Hi there, I have a new website which I'm going to start on, just wondered though, to make the job so much easier, is it possible to take the amazon book dicrectory, and in particular just a single category ? So I don't have to reconstruct the entire list?..... Thanks please get back to me
Yes, it can be done with many different programming languages. In fact, any language that will run on your computer and that can access low level files can be used to scrape pages from the net. However, there may be limits imposed on the amount of downloads from their site per hour to keep from exceeding bandwidth limits. There also might be something in their terms of service that makes it possible for them to come after you legally for data theft.
Any time you scrape someone else's pages you must consider "data theft." And there is no way to know whether that is a problem unless you read their terms of service. Generally if there is a copyright notice on the page you want to scrape, you run the risk of legal action. The risk is very low unless you are overloading their servers with requests. Scraping for commercial purposes is a lot riskier than for personal purposes because of the "Fair use" rule in the copyright law. Uploading 12,000 pages is WAY too many. The Googlebot scraper typically limits itself to a maximum 417 page requests per DAY per SITE (At least it does on my site of over 4000 pages). Typically Googlebot only does 70 page requests per day on my site. I suggest you do the same when scraping pages.
Funny you want to steal the data that you can get for free through Amazon Web Services API. I am creating a web site right now that extracts Amazon data based on certain parameters and there is no need to scrape pages (given that they change often) if you can get better results through AWS. But good luck anyway
Not really, if you loading an inventory for the first time it might be ok - as long as your server can handle the load of so much stuff loaded in the first place and then all the search engine bots from all the search engines coming in to index the content. Google would be least of my worries here
Its not a question of whether your server can handle the page load. It is a question of whether the bandwidth load on AMAZON'S servers would be a problem.
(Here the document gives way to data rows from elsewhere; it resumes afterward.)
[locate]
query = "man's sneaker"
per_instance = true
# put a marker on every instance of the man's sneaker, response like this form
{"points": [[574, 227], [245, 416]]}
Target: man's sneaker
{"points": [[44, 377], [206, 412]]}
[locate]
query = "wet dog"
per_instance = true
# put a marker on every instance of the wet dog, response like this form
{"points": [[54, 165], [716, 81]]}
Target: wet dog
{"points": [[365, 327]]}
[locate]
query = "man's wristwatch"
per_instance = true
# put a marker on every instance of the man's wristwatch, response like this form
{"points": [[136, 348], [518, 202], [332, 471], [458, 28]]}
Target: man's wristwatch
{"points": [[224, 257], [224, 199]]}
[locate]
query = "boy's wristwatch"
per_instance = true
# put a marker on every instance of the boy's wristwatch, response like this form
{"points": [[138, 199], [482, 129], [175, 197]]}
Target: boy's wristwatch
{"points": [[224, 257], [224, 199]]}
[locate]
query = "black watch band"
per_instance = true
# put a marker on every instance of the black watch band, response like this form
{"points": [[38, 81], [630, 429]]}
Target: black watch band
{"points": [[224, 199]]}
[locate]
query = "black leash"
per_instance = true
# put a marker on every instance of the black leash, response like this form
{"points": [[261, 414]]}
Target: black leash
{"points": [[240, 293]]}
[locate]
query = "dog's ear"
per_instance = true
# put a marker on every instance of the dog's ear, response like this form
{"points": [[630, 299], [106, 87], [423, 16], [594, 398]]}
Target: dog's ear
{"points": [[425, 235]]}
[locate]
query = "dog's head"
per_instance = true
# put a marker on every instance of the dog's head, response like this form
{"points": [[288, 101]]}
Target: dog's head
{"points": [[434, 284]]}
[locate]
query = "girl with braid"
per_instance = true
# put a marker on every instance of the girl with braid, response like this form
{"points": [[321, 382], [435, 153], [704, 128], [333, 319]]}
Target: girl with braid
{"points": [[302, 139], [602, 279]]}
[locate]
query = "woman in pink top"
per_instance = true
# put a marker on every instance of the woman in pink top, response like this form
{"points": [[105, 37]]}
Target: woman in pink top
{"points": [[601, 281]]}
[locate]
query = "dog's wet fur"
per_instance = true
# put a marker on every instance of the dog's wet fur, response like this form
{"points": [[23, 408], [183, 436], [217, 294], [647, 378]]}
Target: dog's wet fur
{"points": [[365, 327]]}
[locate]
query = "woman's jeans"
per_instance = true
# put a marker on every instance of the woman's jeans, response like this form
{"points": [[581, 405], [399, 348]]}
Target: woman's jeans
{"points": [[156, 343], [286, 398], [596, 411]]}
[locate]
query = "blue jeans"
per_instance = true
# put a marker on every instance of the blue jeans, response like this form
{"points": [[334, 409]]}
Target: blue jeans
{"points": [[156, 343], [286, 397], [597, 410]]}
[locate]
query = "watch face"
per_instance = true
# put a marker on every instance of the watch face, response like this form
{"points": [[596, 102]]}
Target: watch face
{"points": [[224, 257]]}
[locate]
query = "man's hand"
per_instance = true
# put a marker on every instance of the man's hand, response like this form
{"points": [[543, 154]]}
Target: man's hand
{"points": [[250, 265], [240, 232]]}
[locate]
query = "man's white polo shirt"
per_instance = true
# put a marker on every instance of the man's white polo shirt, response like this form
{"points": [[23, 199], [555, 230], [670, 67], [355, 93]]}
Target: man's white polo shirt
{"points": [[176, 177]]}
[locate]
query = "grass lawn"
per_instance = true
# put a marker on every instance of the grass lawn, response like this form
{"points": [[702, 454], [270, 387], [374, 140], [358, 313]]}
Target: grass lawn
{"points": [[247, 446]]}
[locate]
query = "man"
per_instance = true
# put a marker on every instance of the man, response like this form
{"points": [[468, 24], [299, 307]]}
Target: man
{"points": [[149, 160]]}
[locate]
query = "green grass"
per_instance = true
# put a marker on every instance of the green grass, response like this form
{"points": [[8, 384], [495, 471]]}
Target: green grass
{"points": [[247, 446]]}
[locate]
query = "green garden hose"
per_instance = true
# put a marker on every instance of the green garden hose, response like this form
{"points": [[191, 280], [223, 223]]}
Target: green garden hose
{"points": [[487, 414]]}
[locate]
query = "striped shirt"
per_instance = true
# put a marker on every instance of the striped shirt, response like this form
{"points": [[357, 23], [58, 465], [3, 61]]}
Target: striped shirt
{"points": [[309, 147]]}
Are you trying to say Amazon's database servers won't handle yet another request for 12,000 records? Or am I laughing too early and misunderstood what you're asking?
You misunderstood or did not think it through. Yes, I am sure that Amazon COULD handle 12,000 record requests coming from ONE person at a time. But what if 10,000 people requested 12,000 records at the same time? Could it happen? Yes. Could they then handle it? I don't know. So, it still is a bandwidth issue for Amazon. If I were Amazon, I would be pissed if someone was making 12,000 requests. And I would put a reasonable limit of some kind on how many requests per hour anyone could make. WHY would I be pissed? Because the requester would be spending MY MONEY without my permission to enhance HIS LIFE. In other words, STEALING from ME for HIS benefit.